Examples of IDAs include distributed data management systems, on-board driver/pilot
navigation assistance systems, computer-supported cooperative work environments, distance
education tools, and a variety of public safety systems. The increasing interest in IDAs
is fueled by several factors, including the advent of the World-Wide Web, the development
of new middleware technologies, the introduction of scripting languages for graphical user
interfaces, and the availability of new network services and protocols.
Three characteristics of IDAs complicate their development. First, IDAs usually
interact with other independent systems, including one or more human users. Verification
of the system functionality requires extensive experimentation and testing. Second, IDAs
typically comprise multiple levels of concurrent communicating components, creating the
potential for race conditions, deadlock, and starvation. Informal reasoning about
correctness and performance of concurrent systems is difficult and prone to error. Third,
IDAs typically incorporate existing software modules to implement communication protocols,
manage distributed resources, and display data to the user. An IDA developer should be
able to browse reuse repositories, reason about component interaction, and validate a
component's ability to satisfy requirements. As the demand for IDAs grows, and as they
become increasingly complex, there is a need to automate various activities in their
construction and maintenance. Automated software techniques can potentially improve both
the quality of the resulting products and productivity of developers.
The proposed project involves the integration and validation of Meridian, a collection
of tools designed to help automate the development of IDAs. Collectively, these tools will
support diagram-based modeling, rigorous correctness analysis, software reuse, automated
code generation, and software visualization. Moreover, they will interact with one another
through explicit design representations with formally defined semantics, enabling
requirements to be traced from high-level models to low-level code. (See Diagram for Meridian Vision)
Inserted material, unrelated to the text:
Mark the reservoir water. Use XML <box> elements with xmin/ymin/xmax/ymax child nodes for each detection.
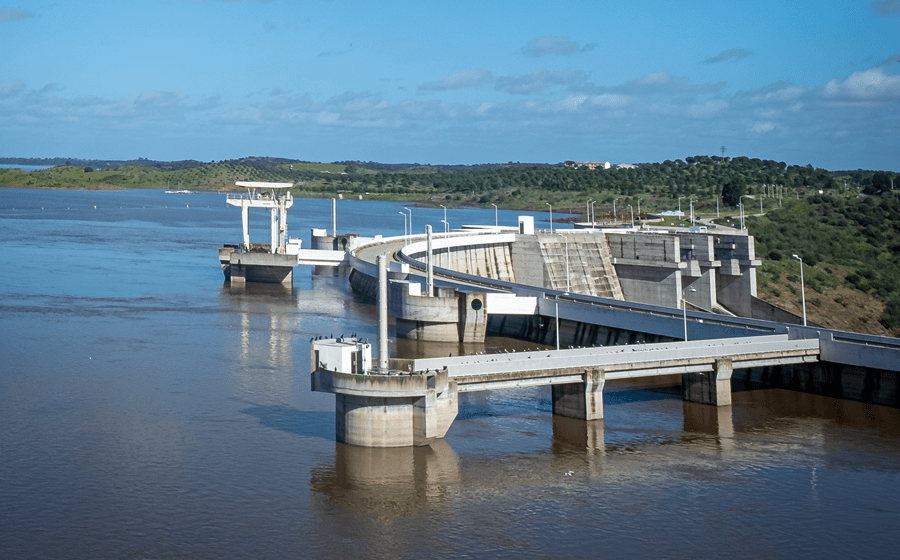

The Meridian project will be conducted on an NSF-supported mobile/distributed computing
testbed and will involve three experimental components. First, the construction of the
Meridian toolkit itself is a proof-of-concept endeavor demonstrating that a set of
existing tools can be integrated to support all phases of IDA development. Second,
Meridian will be accessible only through a set of coordinated interfaces that support user
input capture, thus enabling the recording of each step of the development process for
purposes of traceability and reproducibility of development results. Third, in order to
validate the Meridian toolkit and facilitate technology transfer, case studies of three
different classes of IDAs will be conducted using projects supplied by industrial
partners.
The Meridian project will leverage on multidisciplinary precursor research in software
engineering, formal methods, interactive systems design, distributed systems, and
networking. By constructing a single development framework for a specific class of
applications, in which tools for different phases interact via consistent representations,
the Meridian project can address several critical issues that do not arise when studying
individual phases of development: tracing requirements through design, implementation, and
testing; visualizing consistent models of component behavior; supporting software reuse
across different levels of abstraction; and incorporating performance feedback from
testing into formal specifications. These capabilities can fundamentally improve the way
in which IDA software is developed and maintained. Moreover, Meridian can serve as a model
for software development in other application domains.